I was going through some of my past teaching files and came across a presentation that I put together for a guest presentation in a class at the local Institute for Technology in 2016. I had already been active in proficiency testing for many years. Often when I I look at back at my teaching wish I had done it differently. This time is different. I think the comments were actually spot on, and are still both relevant and insightful.
These were students in their first year of training to become laboratory technologists. Some had some university background, but most were direct from high school. I am not sure where or how they picked up the idea that working in a medical laboratory might be a good job.
Few had any prior to medical education or laboratories, and I’m pretty sure that none of them had any prior education or training in the concepts of Quality.
My first task thus was to establish a familiar foundation to which which they could relate.
“Most science laboratory students are familiar with Proficiency Testing, but probably under another name. Often they are given samples by their teacher, which they are expected to test, to prove that they have learned a procedure properly and are able to perform tests correctly. This is usually referred to as receiving and testing “unknowns”. If “unknowns” are important during training, they are even more important during professional clinical practice.”
Then I tried to make the point the more often than not when mistakes do happen, they are usually not the person’s fault. They happen.
“Proficiency testing is used for detecting a broad array of potential errors. Sometimes there are human errors that are made as a result of slips, or distractions, or mistakes as a result of misinterpretations or misunderstandings. Sometimes, people forget procedures or are unaware of changes because they have been away because of illness or extended vacation or are off regular laboratory rotations. Other times errors are more systemic, the result of silent problems with equipment or reagents, errors or confusions within the procedure. “
Students need to understand that while making errors can happen, they are always a big deal, and can put lives at risk.
But, physicians and patients don’t care about laboratory problems; they want, indeed expect and demand the information they receive to be the right answer, accurate and interpretable and relevant and on-time. Quality assessment tools, including proficiency testing allow the laboratory and appropriate authorities to be aware of competencies on a regular basis.”
Next I introduced to the students the concept of Quality through Assessment, Prevention and Improvement.
“Proficiency Testing is an important component of the total Laboratory Quality Assessment which also includes accreditation, internal audits, quality indicators and customer satisfaction surveys. Each Quality Measure gives a view of an aspect of the whole organization. Proficiency Testing can challenge every aspect of laboratory performance including every phase of laboratory performance (pre-examination, examination, post-examination) as well as activities that surround testing such as safety, quality control (peri-examination)… every phase of laboratory performance”
I wanted to warn them about the consequences of not taking Proficiency Testing seriously.

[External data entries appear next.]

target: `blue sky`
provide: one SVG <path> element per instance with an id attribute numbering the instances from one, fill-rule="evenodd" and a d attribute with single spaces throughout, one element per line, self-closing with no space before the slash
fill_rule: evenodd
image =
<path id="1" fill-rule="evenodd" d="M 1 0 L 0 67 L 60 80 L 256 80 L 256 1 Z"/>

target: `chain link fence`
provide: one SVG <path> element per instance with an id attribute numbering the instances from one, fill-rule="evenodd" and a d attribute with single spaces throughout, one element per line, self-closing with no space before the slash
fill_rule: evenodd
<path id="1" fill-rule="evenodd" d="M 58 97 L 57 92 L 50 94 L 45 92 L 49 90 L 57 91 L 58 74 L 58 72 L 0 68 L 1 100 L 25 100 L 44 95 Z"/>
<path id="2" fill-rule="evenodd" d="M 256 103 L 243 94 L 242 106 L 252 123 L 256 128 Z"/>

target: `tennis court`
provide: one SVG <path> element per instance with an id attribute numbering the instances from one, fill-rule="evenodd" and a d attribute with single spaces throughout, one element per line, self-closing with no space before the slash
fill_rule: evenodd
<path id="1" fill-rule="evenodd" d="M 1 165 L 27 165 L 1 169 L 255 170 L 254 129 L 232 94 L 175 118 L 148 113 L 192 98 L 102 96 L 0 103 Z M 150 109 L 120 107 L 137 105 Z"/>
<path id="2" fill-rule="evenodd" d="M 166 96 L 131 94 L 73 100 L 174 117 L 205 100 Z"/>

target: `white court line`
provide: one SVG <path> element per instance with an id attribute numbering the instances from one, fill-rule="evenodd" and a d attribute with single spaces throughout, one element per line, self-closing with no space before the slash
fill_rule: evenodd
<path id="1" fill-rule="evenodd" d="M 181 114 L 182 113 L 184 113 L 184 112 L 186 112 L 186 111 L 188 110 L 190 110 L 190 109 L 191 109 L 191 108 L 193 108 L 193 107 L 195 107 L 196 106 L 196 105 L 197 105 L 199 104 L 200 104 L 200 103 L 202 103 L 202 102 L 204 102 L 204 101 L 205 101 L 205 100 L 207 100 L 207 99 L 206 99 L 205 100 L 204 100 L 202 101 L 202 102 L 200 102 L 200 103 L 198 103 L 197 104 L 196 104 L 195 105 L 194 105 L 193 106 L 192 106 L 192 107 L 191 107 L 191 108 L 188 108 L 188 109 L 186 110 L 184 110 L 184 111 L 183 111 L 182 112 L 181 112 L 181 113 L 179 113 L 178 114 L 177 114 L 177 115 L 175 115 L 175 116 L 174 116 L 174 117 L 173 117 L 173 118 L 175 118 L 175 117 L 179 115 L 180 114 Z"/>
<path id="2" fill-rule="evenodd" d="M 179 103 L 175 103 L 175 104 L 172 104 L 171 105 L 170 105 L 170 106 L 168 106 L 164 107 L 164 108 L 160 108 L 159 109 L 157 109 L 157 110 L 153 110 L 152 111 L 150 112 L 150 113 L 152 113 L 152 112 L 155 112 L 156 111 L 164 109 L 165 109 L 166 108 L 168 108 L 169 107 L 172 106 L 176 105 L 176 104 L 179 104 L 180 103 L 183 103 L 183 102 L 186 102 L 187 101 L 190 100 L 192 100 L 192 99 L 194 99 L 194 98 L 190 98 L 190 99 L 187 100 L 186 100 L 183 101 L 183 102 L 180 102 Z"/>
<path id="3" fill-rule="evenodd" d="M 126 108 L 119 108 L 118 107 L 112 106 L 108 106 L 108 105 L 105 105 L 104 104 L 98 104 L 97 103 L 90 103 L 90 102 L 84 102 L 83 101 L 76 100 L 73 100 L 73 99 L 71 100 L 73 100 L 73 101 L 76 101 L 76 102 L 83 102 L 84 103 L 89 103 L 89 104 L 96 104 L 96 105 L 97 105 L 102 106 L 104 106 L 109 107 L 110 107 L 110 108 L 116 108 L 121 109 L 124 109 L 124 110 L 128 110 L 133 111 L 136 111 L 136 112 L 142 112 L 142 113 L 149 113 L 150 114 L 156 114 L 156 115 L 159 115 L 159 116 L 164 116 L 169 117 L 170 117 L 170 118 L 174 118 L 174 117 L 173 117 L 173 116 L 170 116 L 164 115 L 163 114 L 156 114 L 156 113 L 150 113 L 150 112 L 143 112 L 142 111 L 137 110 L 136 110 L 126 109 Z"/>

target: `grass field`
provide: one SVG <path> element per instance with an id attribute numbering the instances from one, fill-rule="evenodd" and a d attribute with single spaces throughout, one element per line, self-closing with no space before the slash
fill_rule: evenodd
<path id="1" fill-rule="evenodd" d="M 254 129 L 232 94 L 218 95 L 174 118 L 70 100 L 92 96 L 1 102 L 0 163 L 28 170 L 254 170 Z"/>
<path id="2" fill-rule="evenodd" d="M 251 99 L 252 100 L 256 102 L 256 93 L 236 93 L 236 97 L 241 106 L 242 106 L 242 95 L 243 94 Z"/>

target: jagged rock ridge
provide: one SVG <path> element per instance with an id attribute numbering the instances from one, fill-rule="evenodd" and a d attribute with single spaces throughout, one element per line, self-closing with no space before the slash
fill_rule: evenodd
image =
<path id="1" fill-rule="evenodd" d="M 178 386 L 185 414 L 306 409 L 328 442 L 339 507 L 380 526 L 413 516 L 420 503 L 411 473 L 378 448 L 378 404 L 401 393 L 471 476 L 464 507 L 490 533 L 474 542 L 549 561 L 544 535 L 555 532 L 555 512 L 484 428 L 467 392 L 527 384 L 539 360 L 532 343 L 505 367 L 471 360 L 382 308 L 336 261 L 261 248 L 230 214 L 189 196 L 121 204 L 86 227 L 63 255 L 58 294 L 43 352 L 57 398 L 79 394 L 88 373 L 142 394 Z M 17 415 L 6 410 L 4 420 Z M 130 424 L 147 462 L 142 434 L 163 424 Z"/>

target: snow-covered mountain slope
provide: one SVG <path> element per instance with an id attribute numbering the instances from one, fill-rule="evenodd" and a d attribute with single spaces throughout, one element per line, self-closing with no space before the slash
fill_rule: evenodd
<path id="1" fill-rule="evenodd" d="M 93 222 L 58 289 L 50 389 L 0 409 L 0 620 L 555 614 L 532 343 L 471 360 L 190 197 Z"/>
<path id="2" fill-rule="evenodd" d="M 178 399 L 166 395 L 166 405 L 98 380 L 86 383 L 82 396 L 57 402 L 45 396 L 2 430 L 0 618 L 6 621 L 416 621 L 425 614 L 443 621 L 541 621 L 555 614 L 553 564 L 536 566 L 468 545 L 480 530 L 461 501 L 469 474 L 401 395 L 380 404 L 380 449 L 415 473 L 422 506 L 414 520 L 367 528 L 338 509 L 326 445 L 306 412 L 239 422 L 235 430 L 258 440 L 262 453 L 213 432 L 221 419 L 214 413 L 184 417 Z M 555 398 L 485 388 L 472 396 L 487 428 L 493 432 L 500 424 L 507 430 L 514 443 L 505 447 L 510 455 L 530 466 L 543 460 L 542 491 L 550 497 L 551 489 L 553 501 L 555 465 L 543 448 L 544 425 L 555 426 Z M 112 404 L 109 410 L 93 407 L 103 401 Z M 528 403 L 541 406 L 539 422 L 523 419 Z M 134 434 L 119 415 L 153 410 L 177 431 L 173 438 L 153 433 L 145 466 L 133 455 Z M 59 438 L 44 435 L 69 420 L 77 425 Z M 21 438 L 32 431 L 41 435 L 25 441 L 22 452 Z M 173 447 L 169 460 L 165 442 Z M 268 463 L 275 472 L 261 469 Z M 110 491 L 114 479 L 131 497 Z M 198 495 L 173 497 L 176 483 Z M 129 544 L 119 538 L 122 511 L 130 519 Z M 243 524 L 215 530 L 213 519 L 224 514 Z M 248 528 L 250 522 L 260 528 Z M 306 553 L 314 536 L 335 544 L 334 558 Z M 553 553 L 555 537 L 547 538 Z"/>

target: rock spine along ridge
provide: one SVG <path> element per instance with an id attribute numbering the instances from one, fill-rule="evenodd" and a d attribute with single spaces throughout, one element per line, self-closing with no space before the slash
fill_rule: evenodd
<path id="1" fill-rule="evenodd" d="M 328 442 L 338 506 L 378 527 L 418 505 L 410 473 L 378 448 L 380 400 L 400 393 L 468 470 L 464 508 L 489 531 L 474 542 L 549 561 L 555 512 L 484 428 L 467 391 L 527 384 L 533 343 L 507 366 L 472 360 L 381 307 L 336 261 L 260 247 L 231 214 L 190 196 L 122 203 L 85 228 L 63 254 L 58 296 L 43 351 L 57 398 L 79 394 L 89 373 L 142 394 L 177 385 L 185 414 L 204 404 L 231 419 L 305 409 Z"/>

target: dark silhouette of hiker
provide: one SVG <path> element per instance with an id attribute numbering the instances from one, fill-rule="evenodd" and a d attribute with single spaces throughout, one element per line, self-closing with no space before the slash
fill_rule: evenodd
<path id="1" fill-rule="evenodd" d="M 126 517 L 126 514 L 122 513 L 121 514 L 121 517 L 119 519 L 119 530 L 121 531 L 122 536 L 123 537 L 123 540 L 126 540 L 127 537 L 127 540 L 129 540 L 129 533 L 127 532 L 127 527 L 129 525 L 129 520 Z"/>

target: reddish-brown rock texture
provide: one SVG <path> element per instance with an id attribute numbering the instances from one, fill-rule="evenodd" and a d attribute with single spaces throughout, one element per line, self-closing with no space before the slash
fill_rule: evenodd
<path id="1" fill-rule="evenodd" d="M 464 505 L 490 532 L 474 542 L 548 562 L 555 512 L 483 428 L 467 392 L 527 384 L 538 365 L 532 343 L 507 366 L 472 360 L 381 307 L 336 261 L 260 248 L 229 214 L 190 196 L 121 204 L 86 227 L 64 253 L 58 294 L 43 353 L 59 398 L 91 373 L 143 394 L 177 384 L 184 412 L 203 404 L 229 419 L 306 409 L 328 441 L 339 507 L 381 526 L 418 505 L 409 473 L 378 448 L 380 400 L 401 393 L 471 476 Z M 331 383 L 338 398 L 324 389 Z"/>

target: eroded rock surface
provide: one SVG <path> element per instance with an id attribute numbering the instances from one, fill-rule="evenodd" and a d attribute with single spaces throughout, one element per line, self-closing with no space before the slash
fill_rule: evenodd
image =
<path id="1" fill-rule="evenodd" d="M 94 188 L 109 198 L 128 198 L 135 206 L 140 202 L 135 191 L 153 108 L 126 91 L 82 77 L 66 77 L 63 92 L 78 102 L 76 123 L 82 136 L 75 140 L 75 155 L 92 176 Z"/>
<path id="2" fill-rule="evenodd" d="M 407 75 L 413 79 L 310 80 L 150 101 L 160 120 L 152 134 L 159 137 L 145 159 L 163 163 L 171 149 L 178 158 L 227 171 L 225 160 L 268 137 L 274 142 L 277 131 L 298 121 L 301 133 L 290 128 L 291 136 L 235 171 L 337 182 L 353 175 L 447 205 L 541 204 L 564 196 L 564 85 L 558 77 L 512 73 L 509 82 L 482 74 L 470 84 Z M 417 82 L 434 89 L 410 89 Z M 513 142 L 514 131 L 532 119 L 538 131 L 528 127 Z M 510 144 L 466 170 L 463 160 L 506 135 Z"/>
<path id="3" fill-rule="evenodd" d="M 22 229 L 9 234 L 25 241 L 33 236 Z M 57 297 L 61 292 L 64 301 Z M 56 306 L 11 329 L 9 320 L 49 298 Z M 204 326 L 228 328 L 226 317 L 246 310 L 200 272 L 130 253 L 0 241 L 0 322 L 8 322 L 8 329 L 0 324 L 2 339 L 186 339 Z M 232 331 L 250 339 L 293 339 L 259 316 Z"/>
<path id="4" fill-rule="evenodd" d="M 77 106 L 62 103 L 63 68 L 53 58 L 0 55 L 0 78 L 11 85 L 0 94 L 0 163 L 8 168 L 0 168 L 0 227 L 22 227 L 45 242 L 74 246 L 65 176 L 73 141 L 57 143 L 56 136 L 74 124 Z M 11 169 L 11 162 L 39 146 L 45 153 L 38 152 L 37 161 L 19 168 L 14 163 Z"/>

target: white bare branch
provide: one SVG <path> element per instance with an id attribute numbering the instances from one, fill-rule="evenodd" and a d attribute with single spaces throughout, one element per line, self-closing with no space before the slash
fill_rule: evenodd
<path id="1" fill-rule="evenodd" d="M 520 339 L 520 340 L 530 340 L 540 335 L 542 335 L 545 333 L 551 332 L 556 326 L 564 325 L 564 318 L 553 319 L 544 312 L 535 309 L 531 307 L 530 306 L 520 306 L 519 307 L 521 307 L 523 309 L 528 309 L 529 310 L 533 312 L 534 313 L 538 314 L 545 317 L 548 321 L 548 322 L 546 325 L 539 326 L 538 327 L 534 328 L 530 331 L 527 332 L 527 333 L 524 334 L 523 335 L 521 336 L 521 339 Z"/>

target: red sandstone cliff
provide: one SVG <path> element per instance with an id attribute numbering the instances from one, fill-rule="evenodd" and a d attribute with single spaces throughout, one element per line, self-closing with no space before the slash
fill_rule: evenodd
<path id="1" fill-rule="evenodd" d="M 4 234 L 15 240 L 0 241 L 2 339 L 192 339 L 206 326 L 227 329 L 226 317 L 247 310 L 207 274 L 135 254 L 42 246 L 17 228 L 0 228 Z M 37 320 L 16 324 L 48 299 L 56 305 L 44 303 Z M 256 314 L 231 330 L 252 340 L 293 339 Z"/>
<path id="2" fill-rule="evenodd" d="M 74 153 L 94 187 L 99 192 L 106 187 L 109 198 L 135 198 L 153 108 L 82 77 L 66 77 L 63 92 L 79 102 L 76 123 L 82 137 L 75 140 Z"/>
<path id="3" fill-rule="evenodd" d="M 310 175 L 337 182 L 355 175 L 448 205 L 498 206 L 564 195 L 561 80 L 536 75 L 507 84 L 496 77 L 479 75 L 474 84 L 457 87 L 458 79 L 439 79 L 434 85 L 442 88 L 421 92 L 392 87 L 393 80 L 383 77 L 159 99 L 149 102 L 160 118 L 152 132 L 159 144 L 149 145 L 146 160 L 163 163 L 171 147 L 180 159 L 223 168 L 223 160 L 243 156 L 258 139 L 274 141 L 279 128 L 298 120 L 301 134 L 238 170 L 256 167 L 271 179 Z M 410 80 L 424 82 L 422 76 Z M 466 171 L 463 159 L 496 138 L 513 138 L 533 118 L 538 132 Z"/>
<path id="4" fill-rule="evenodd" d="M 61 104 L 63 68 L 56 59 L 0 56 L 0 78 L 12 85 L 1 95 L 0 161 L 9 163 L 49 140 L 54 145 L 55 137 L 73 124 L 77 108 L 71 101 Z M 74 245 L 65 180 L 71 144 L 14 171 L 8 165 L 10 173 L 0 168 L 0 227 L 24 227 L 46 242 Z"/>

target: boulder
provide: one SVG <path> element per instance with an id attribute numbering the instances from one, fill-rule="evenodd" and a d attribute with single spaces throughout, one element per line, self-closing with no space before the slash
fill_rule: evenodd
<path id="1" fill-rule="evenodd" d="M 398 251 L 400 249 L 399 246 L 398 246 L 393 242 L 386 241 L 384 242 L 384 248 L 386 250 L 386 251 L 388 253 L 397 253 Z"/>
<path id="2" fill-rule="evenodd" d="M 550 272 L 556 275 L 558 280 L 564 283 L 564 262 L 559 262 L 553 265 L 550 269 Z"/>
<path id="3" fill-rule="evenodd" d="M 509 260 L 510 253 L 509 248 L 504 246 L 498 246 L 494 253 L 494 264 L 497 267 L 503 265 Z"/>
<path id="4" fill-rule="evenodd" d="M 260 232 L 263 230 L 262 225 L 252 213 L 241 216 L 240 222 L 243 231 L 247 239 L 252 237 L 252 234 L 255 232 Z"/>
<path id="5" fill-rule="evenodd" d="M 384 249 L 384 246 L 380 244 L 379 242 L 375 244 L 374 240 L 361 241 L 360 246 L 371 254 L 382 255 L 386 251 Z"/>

“With regret, some laboratories staff do not understand or appreciate why they are expected to participate in proficiency testing by authorities or accreditation bodies. Some of them may even try to suck the value out of PT/EQA through deception (sending the sample to a reference laboratory for investigation) or overwork (not processing the sample with their usual procedure or with their usual workers), and worst, failure to Investigate why and how errors occurred.”
I summed up with…
“In Summary, Proficiency Testing is an internationally embraced Laboratory Quality Assessment measurement tool similar in purpose as a grown-up extension of student “unknowns”. It is a technique that lets laboratories demonstrate their quality and competence and at the same time provides the opportunity to discover silent system problems that lead to laboratory error. Proficiency Testing can and should be a valuable part of laboratory life for the full extent pf a laboratory based career.”
As I look back now, I’m pretty pleased with the message I put forward, now some 7 years ago. As I recall the class response was positive. I wish I had had the opportunity to keep in contact and later survey the students over the intervening years, to see if any part of the message actually stuck.